Centrifugal force is given by

Force = mv^{2}/r

But force is also given by

Force = ma

where a is acceleration. For purposes of this discussion, a = g. Then we can write

mg = mv^{2}/r

We can cancel out the mass, and recognize that r must be the radius of the earth at the equator. r varies of course, but a quick look at Wikipedia indicates that the average radius of the earth is 3956.5 miles. g is about 32.2 ft/sec^{2}. Thus, we can write

32.2 ft/sec^{2} = v^{2}/(3956.5 miles)

Rearranging terms allows us to solve for v, as follows:

v = √[(32.2 ft/sec^{2})(3956.5 miles)]

v = √[(32.2 ft/sec^{2})(1mile/5280ft)(3956.5 miles)]

v = 4.91 miles/sec

This, of course, is equatorial velocity at *Condition 0*. We can now determine the length of a “day” at *Condition 0 * by dividing the circumference of the earth by equatorial velocity.

T = “day” = 2πr/v

T = “day” = 2π(3956.5 miles)/(4.91 miles/sec)

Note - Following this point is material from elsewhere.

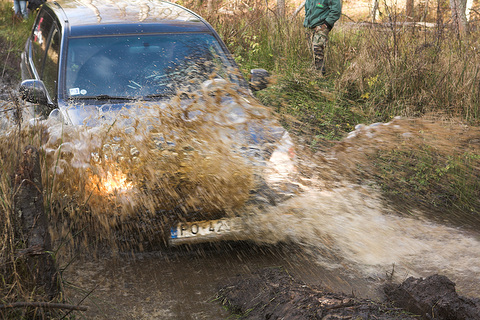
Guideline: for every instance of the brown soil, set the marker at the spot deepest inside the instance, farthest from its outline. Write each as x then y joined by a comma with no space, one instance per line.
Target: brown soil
274,294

T = “day” = 5060.7 seconds

T = “day” ~ 1.41 hours

So, the circuitry must deliver a burst once every 1.41 hours. (Note: This time may be verified by doing an Internet search for “weightlessness at the equator”.)

The frequency, f, is given by

f = 1/T

f = (1/1.41H)(1H/3600s)

f = 197 µHz**Determining the DC Charging Current**

v = (1/C)**∫**idt

In this case i will be a constant, I_{charge}, so we can write

v = (I_{charge}/C)t

I_{charge} = vC/t

v is known, C is known, and t is known, so we have

I_{charge} = (2.5V•0.001F/1.41Hr)(1Hr/3600s)

I_{charge} = 0.49μA